E o corrupto do ano é...
O Brasil não vive um bom momento. Ponto.
No futebol, atividade que lhe deu tanta fama, ainda ecoam os 7-1 da Alemanha de 2014. O treinador mais vitorioso de 2019 no país foi um português, Jesus, e o de 2020-21 pode ser outro, Abel. O último melhor jogador do mundo, segundo a FIFA, nascido em solo brasileiro foi Kaká, num longínquo 2007. Pelé encerrou a carreira nos anos de 1970, o Fenómeno em 2011, e até Neymar já age como ex-atleta.
Quem também se retirou, em 2016, foi Gisele Bündchen, a modelo mais bem-sucedida da história.
E o brasileiro no cargo mais relevante à escala mundial, Roberto Azevêdo, trocou em setembro o último ano na presidência da Organização Mundial do Comércio por um lugar na Pepsi.
O país que nunca ganhou um Nobel nem um Óscar, apesar da sua pujança audiovisual, costuma vingar-se na publicidade, onde a lendária criatividade do seu povo se traduz em pilhas de Leões de Ouro em Cannes. Em 2020, por causa da pandemia, não houve cerimónia.
O marketing político, outro ponto forte brasileiro, caiu em desgraça por ser, em certa medida, "culpado" do Petrolão: construtoras pagavam aos políticos as suas campanhas, caríssimas por causa dos honorários dos tais "marqueteiros".
E, por outro lado, os "rivais" argentinos já têm vacinas contra a covid-19. Aos brasileiros, cujo ministro da Saúde, um paraquedista, se esqueceu até de comprar seringas, a imunização só deve chegar lá para o Carnaval - que neste ano é em julho.

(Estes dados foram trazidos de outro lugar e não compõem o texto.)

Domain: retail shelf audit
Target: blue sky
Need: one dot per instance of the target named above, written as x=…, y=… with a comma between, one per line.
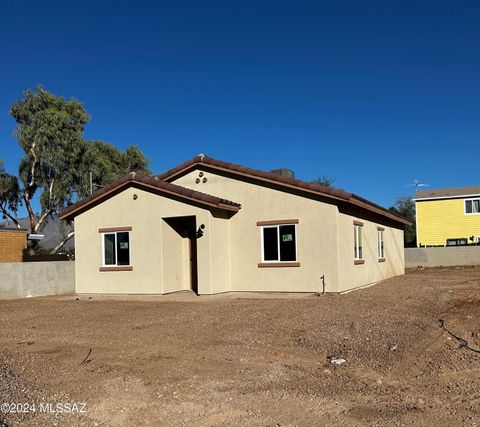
x=372, y=93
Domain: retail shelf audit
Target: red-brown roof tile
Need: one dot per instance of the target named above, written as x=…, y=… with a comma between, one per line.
x=144, y=181
x=332, y=193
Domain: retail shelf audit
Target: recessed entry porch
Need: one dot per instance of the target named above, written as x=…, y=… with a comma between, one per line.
x=180, y=265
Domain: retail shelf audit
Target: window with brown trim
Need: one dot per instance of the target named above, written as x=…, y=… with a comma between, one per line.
x=116, y=249
x=381, y=244
x=357, y=241
x=279, y=243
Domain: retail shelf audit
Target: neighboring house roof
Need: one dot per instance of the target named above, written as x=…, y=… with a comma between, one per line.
x=307, y=187
x=151, y=183
x=448, y=193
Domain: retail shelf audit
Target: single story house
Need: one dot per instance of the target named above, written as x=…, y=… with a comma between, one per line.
x=212, y=226
x=13, y=242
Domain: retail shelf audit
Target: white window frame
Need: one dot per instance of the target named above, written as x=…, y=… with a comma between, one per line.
x=116, y=253
x=465, y=206
x=381, y=244
x=356, y=245
x=262, y=248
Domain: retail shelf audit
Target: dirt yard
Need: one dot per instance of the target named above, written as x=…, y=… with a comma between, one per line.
x=254, y=361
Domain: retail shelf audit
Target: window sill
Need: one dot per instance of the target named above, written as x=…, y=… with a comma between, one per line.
x=278, y=264
x=125, y=268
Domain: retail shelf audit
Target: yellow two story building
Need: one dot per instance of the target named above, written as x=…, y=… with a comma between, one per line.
x=448, y=217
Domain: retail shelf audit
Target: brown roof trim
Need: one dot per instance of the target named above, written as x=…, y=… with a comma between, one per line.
x=148, y=182
x=331, y=193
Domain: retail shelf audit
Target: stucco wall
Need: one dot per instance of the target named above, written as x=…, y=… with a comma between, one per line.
x=324, y=240
x=229, y=252
x=32, y=279
x=442, y=256
x=316, y=236
x=152, y=246
x=352, y=276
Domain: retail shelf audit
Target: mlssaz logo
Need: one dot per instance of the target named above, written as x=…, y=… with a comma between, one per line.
x=67, y=408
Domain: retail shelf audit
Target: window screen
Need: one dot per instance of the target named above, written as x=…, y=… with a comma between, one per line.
x=123, y=248
x=287, y=243
x=270, y=244
x=116, y=248
x=279, y=243
x=109, y=249
x=357, y=237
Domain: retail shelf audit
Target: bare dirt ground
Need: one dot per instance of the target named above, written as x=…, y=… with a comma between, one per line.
x=251, y=361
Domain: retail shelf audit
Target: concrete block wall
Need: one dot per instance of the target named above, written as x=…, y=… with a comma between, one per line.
x=442, y=256
x=33, y=279
x=12, y=244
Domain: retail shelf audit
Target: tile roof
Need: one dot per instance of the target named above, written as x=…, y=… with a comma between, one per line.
x=144, y=181
x=446, y=193
x=332, y=193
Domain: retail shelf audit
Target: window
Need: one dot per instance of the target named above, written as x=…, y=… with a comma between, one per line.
x=381, y=246
x=279, y=243
x=116, y=249
x=472, y=206
x=358, y=251
x=456, y=242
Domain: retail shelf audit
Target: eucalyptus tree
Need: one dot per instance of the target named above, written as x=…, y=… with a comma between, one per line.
x=9, y=195
x=57, y=159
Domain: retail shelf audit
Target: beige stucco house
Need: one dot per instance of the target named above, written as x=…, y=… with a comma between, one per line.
x=211, y=226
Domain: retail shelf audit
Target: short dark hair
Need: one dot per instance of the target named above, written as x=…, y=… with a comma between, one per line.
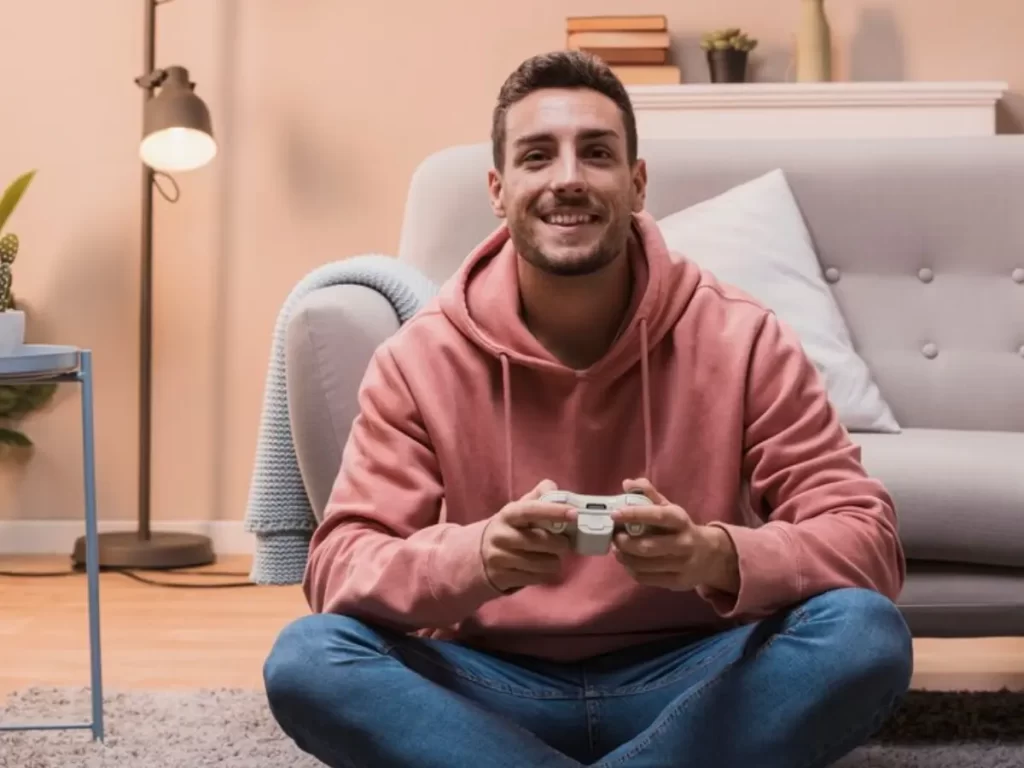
x=561, y=69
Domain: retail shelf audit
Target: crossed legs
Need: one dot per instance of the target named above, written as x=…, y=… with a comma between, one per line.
x=799, y=689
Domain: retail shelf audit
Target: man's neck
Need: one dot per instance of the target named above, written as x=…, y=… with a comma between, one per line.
x=577, y=318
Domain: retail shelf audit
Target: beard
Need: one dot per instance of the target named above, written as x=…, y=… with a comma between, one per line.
x=538, y=243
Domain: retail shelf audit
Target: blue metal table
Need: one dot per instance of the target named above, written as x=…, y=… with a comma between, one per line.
x=35, y=364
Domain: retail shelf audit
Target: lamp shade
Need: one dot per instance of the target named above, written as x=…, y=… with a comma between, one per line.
x=177, y=132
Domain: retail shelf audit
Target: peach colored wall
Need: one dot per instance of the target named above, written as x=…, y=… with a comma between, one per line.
x=324, y=110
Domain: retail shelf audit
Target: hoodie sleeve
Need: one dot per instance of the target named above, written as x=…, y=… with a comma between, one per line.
x=381, y=552
x=828, y=524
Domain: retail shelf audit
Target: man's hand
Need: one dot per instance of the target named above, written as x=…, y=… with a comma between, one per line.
x=516, y=554
x=678, y=554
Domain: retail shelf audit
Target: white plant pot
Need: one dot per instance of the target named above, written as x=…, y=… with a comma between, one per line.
x=11, y=332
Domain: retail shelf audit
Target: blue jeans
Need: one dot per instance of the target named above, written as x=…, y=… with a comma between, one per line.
x=799, y=689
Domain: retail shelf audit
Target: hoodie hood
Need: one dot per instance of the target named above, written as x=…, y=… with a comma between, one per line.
x=481, y=300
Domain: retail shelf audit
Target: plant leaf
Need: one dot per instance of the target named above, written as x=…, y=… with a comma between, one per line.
x=12, y=196
x=13, y=437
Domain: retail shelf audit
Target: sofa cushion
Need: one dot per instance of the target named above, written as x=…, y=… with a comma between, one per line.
x=754, y=237
x=958, y=494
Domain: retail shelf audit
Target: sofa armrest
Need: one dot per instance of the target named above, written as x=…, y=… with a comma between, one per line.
x=332, y=334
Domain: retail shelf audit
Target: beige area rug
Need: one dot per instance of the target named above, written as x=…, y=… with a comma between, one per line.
x=235, y=729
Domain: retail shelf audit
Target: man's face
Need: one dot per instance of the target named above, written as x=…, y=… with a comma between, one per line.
x=567, y=189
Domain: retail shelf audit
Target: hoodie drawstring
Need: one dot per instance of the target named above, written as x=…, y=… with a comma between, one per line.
x=645, y=397
x=645, y=407
x=507, y=392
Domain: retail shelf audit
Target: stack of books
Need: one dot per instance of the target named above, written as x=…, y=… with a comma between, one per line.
x=635, y=47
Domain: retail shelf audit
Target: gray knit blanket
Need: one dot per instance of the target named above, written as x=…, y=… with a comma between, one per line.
x=279, y=512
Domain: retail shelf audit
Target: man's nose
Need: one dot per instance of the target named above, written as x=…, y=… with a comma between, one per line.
x=568, y=177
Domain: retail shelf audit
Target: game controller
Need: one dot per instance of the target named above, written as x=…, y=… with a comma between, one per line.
x=593, y=528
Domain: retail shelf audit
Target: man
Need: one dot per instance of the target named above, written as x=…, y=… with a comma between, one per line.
x=572, y=351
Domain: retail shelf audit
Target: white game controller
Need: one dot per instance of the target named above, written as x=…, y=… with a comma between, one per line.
x=593, y=528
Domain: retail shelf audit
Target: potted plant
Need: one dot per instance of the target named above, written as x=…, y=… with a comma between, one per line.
x=727, y=52
x=11, y=318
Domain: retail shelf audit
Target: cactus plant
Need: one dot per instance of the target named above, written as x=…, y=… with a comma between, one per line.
x=731, y=38
x=8, y=252
x=18, y=400
x=8, y=244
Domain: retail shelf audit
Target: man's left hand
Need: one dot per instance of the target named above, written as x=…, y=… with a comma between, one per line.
x=675, y=553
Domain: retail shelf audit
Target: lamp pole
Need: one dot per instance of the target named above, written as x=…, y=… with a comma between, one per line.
x=145, y=300
x=171, y=120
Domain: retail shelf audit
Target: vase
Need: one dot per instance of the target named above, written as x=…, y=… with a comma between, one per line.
x=813, y=43
x=727, y=66
x=11, y=332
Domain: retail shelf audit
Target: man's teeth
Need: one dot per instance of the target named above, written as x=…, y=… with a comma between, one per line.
x=568, y=219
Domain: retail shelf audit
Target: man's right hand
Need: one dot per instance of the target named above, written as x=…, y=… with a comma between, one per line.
x=516, y=553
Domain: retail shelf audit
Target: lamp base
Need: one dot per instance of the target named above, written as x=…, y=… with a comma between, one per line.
x=160, y=552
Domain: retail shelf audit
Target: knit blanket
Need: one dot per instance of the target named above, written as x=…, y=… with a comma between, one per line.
x=279, y=512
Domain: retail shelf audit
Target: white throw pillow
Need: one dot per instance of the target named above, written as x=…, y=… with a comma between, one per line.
x=754, y=237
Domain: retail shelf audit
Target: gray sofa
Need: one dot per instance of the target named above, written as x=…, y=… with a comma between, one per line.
x=924, y=244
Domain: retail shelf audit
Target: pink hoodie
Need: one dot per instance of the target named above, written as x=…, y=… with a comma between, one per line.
x=705, y=392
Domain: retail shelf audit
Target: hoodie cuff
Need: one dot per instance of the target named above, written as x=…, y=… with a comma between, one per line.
x=458, y=578
x=769, y=572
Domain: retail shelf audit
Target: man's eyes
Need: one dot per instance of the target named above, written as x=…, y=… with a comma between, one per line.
x=537, y=156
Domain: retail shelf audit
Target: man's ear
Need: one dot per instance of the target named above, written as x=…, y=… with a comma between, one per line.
x=495, y=192
x=639, y=185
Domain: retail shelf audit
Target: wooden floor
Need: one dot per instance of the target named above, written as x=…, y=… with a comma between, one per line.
x=155, y=637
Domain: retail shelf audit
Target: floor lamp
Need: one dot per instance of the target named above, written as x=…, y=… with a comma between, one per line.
x=177, y=135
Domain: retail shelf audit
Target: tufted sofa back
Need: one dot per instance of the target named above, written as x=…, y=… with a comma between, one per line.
x=922, y=241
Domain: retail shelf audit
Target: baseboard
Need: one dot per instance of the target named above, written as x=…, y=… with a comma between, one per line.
x=57, y=537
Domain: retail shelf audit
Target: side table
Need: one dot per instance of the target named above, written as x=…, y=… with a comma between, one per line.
x=35, y=364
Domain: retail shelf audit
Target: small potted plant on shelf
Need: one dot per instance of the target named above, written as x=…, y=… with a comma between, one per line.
x=727, y=52
x=11, y=318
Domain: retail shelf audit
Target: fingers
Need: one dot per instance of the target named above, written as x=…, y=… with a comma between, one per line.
x=654, y=545
x=529, y=513
x=647, y=488
x=669, y=518
x=540, y=489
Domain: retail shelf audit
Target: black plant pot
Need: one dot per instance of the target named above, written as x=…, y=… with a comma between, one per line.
x=727, y=66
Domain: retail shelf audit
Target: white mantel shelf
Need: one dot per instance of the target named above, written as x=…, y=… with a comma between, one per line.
x=848, y=110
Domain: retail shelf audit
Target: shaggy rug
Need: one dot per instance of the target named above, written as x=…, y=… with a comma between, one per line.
x=233, y=729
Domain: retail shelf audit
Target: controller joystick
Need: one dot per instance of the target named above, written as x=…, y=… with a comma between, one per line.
x=593, y=528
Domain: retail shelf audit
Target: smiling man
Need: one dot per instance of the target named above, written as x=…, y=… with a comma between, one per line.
x=754, y=626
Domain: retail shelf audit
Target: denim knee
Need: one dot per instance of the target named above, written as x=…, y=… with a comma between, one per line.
x=872, y=642
x=294, y=669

Mas não há um alento, um triunfo?, perguntarão os leitores enquanto praguejam contra o derrotismo do colunista.
Ei-lo: Jair Bolsonaro foi eleito "o corrupto do ano", pela OCCRP, organização dedicada a investigar a corrupção no mundo. Neste ano, nem Maduro (campeão em 2016) nem Duterte (vencedor em 2017) deram luta.
A "rachadinha", escândalo de desvio do salário de assessores de fachada do senador Flávio Bolsonaro, foi mencionada, claro. Mas é sobretudo a posterior blindagem judicial do "papai presidente" que o fez merecer a vitória.
Flávio, apenas a face visível de um esquema que, segundo a polícia, envolveu gabinetes de toda a família e constituiu um rombo de cinco milhões de euros, começou por ser beneficiado com a figura abjeta do "foro privilegiado" num tribunal do Rio, mesmo contra a recomendação do Supremo Tribunal Federal.
Depois, uma procuradora da República assumidamente bolsonarista deixou expirar o recurso a essa decisão.
A advogada de Flávio, entretanto, admitiu ter recebido coordenadas do presidente da ABIN, a CIA brasileira, para tentar inocentar o 01. A nomeação desse presidente, Alexandre Ramagem, esteve na base da demissão de Sérgio Moro - o ex-ministro da Justiça que saiu a acusar Bolsonaro de interferir na polícia para salvar o filho.
Como no Ministério Público do Rio a maioria dos procuradores, ainda assim, será honesta, Bolsonaro fez-lhes uma ameaça à Al Capone pelo Natal. "Imagine que um dos seus filhos seria acusado de tráfico de drogas. O que aconteceria, Ministério Público do Rio? Vocês aprofundariam a investigação ou [...] procurariam uma maneira de arquivar o inquérito? Mas é um caso hipotético, claro...", chantageou, como se tivesse um trunfo na manga.
"A República gira hoje em torno da proteção a Flávio Bolsonaro", resumiu Wilson Witzel, o ex-governador do Rio, afastado logo depois de ter entrado em guerra com a família.